By contrast, Cingular reported a net gain of 554,000 subscribers in the first quarter. It also reported that it its network will entirely use GSM technology within the next 90 days.

AT&T Wireless' acknowledgement confirmed rumors that had swirled in recent weeks that the wireless carrier, which is in the process of being acquired by Cingular Wireless, had lost subscribers at a rapid rate. The company said in a statement that a leading factor in the subscriber losses was wireless local number portability (WLNP).

WLNP refers to a federal mandate that went into effect last November that enables customers to switch carriers and keep their phone numbers. The company also acknowledged that the customer losses in the first quarter also resulted from backoffice system problems in the fourth quarter that resulted in poor customer service, a problem it previously discussed.AT&T Wireless' overall revenues for the first quarter based on service remained flat compared to the same quarter a year ago, the company said. It reported $3.746 billion in revenues derived from service for the quarter.

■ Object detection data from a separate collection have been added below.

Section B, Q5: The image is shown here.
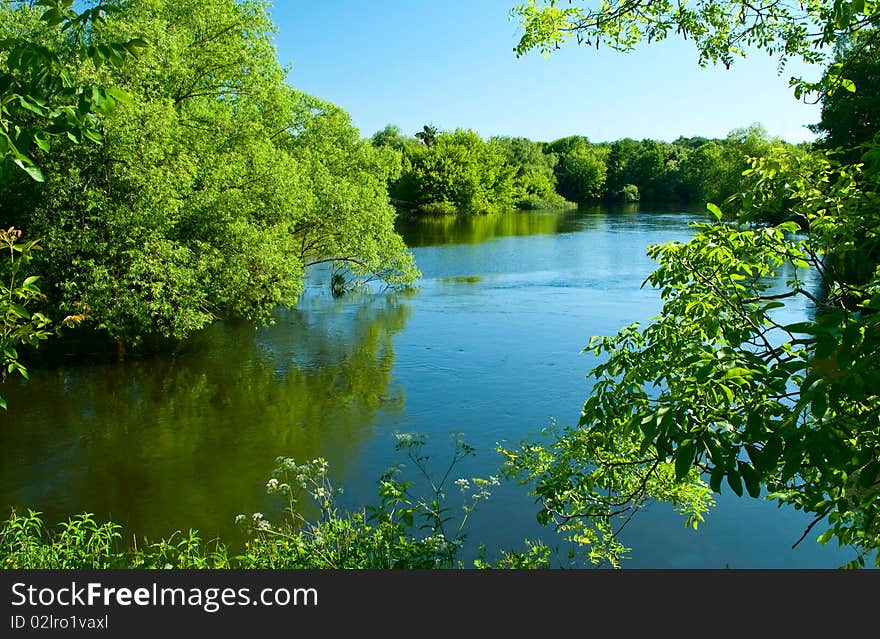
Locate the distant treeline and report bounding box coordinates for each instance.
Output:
[372,125,794,214]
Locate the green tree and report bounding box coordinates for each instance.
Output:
[415,124,437,149]
[0,0,146,182]
[391,129,516,213]
[0,0,145,409]
[490,137,566,208]
[810,29,880,163]
[503,0,880,566]
[0,0,416,343]
[371,124,415,151]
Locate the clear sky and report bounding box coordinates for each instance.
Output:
[273,0,819,142]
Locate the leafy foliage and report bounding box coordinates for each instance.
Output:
[512,0,877,98]
[0,0,146,182]
[0,435,550,569]
[0,227,85,410]
[2,0,417,342]
[811,28,880,163]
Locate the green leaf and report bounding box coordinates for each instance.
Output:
[816,528,834,546]
[739,460,761,497]
[761,435,782,472]
[810,390,828,419]
[675,441,697,479]
[727,470,742,497]
[104,87,131,104]
[709,466,724,493]
[34,135,49,153]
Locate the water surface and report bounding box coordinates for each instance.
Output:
[0,207,853,567]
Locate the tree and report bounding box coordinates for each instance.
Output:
[0,0,416,344]
[502,0,880,566]
[513,0,877,98]
[0,0,146,182]
[810,29,880,163]
[371,124,414,151]
[391,129,516,213]
[415,124,437,149]
[0,0,138,410]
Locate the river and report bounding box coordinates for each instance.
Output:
[0,205,854,568]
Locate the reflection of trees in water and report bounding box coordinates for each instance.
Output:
[0,296,409,536]
[396,202,702,248]
[397,210,581,247]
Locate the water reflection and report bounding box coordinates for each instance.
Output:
[0,293,409,537]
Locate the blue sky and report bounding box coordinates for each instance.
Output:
[273,0,819,142]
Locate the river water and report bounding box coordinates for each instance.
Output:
[0,206,853,568]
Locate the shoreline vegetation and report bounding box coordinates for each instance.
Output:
[0,0,880,568]
[371,124,796,217]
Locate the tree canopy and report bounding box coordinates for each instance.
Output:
[0,0,416,342]
[502,0,880,566]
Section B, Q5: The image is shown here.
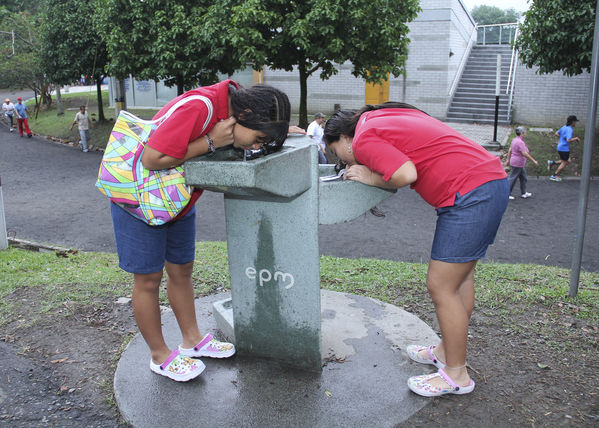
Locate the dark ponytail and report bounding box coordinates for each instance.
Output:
[323,101,426,144]
[229,85,291,154]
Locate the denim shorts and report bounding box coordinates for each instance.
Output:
[431,178,510,263]
[110,203,196,274]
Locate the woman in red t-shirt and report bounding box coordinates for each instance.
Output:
[110,80,291,381]
[324,102,509,397]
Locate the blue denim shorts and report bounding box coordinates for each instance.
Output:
[431,178,510,263]
[110,203,196,274]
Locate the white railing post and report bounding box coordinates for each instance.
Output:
[448,25,478,99]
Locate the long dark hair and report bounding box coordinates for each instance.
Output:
[229,85,291,154]
[323,101,424,145]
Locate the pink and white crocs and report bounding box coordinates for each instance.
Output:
[179,333,235,358]
[406,345,445,369]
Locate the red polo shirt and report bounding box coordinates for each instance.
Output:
[353,109,506,208]
[147,80,237,219]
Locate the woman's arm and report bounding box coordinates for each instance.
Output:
[343,161,418,189]
[141,117,235,170]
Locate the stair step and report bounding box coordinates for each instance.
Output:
[447,45,512,125]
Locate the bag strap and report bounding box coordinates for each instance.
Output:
[119,95,214,132]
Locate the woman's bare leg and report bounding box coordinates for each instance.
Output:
[165,262,203,348]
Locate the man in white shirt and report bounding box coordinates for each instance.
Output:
[69,106,93,152]
[306,113,328,163]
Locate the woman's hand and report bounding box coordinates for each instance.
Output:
[209,116,237,148]
[343,165,376,186]
[343,161,418,189]
[287,125,306,135]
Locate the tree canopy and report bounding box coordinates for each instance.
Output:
[470,5,520,25]
[516,0,596,76]
[0,7,45,100]
[227,0,420,126]
[95,0,420,126]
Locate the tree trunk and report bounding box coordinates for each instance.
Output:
[298,62,308,129]
[56,85,64,116]
[177,76,185,96]
[96,76,106,122]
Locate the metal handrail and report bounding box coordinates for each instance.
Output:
[476,22,518,46]
[449,25,477,98]
[505,26,519,120]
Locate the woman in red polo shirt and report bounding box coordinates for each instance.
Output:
[324,102,509,397]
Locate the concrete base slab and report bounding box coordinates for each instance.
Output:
[114,291,439,427]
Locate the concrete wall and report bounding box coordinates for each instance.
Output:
[512,63,591,128]
[110,0,474,119]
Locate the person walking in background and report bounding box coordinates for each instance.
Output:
[2,98,15,132]
[306,113,328,163]
[69,106,94,153]
[324,102,509,397]
[504,126,539,199]
[15,97,33,138]
[110,80,291,381]
[547,115,580,181]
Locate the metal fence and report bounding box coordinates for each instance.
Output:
[476,22,518,45]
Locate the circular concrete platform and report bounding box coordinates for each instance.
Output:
[114,291,439,428]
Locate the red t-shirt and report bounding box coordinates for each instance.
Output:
[147,80,237,220]
[353,108,506,208]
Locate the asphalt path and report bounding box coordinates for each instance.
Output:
[0,113,599,272]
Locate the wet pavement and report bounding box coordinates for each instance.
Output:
[0,116,599,272]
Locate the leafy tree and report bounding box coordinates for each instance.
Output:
[470,5,520,25]
[516,0,596,76]
[96,0,243,94]
[40,0,107,121]
[226,0,420,127]
[0,8,49,103]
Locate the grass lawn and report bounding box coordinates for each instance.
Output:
[0,242,599,334]
[27,90,158,148]
[27,90,599,176]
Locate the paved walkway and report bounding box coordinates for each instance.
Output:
[0,115,599,272]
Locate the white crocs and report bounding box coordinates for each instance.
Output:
[150,349,206,382]
[406,345,445,369]
[179,333,235,358]
[408,369,475,397]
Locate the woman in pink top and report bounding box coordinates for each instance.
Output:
[504,126,539,199]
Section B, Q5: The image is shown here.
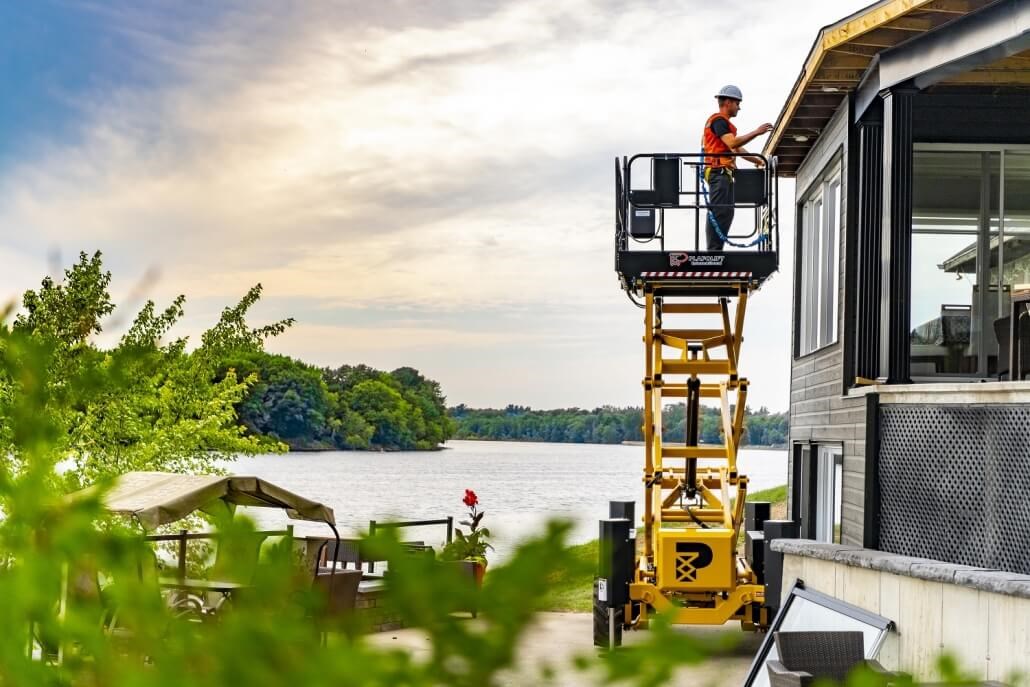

The company claimed that a silver lining in the bad news was that overall subscriber losses diminished in each successive month of the quarter. It said the worst loss of subscribers occurred in January and the numbers were roughly break-even in March.

Cingular noted that it had revenues of $3.9 billion for the quarter, an 8.4 percent increase compared to the same quarter a year ago.

AT&T Wireless released its subscriber information before it's ordinary announcement of first quarter results to enable Cingular and its parent companies, SBC and BellSouth, to better discuss the acquisition during the course of their regular quarterly earnings announcements. Cingular's announcement of subscriber numbers and revenue were part of its normal quarterly financial report.